L’État a été assigné en responsabilité pour faute lourde dans l’affaire du féminicide de Maggy, tuée par son compagnon à Cavaillon (Vaucluse) le 25 juillet 2022, selon Ouest France. Six heures avant ce meurtre, des gendarmes étaient intervenus au domicile du couple pour des violences conjugales, sans pour autant placer l’agresseur en garde à vue.
Ce qu'il faut retenir
- Maggy a été assassinée le 25 juillet 2022, vers midi, à Cavaillon (Vaucluse) par son compagnon.
- Des gendarmes étaient intervenus six heures avant le meurtre pour des violences conjugales, sans placer l’agresseur en garde à vue.
- L’État a été assigné en responsabilité pour faute lourde dans cette affaire.

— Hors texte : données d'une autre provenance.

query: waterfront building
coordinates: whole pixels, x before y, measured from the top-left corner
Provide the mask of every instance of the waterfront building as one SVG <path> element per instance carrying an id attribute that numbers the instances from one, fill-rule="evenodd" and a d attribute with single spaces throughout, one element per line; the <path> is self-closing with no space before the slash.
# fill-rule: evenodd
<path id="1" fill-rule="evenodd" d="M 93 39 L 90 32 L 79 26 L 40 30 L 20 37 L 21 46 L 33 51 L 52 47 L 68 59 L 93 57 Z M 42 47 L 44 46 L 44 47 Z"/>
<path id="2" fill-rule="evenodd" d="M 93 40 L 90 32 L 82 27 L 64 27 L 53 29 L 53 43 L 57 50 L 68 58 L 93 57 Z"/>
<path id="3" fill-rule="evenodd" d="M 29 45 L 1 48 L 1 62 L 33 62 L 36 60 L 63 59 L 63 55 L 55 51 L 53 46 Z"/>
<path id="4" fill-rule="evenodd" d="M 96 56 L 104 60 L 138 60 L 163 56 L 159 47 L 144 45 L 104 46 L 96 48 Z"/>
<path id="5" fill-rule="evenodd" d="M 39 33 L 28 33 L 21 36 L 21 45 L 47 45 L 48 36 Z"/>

Une intervention policière insuffisante avant le drame
Les faits remontent au matin du 25 juillet 2022, lorsque les gendarmes de Cavaillon se rendent au domicile de Maggy, située dans le quartier de la Rocade, pour répondre à un signalement de violences conjugales. Selon Ouest France, les forces de l’ordre constatent des traces de coups et interrogent le compagnon de la victime. Pourtant, malgré la gravité des violences rapportées, aucun placement en garde à vue n’est ordonné.
Bref, l’intervention des gendarmes, bien que présente, n’a pas permis d’éviter l’irréparable. Le compagnon de Maggy, toujours en liberté, a commis l’irréparable quelques heures plus tard, en la tuant vers midi. L’enquête ultérieure a révélé que les violences conjugales étaient récurrentes dans ce couple, sans que les autorités n’interviennent avec la fermeté nécessaire.
Un féminicide évitable selon les proches et les associations
La famille de Maggy et les associations de défense des droits des femmes dénoncent depuis le début une déficience dans la prise en charge des violences conjugales. Selon les témoignages recueillis par Ouest France, Maggy avait déjà alerté à plusieurs reprises sur les agressions dont elle était victime, sans obtenir de protection suffisante.
Un proche de la victime, qui souhaite garder l’anonymat, a indiqué à Ouest France : « Maggy avait peur, elle avait essayé de se faire entendre, mais personne ne l’a vraiment écoutée. Six heures avant sa mort, les gendarmes étaient là, et pourtant… » Cette affaire relance le débat sur l’efficacité des dispositifs de protection des victimes de violences conjugales en France.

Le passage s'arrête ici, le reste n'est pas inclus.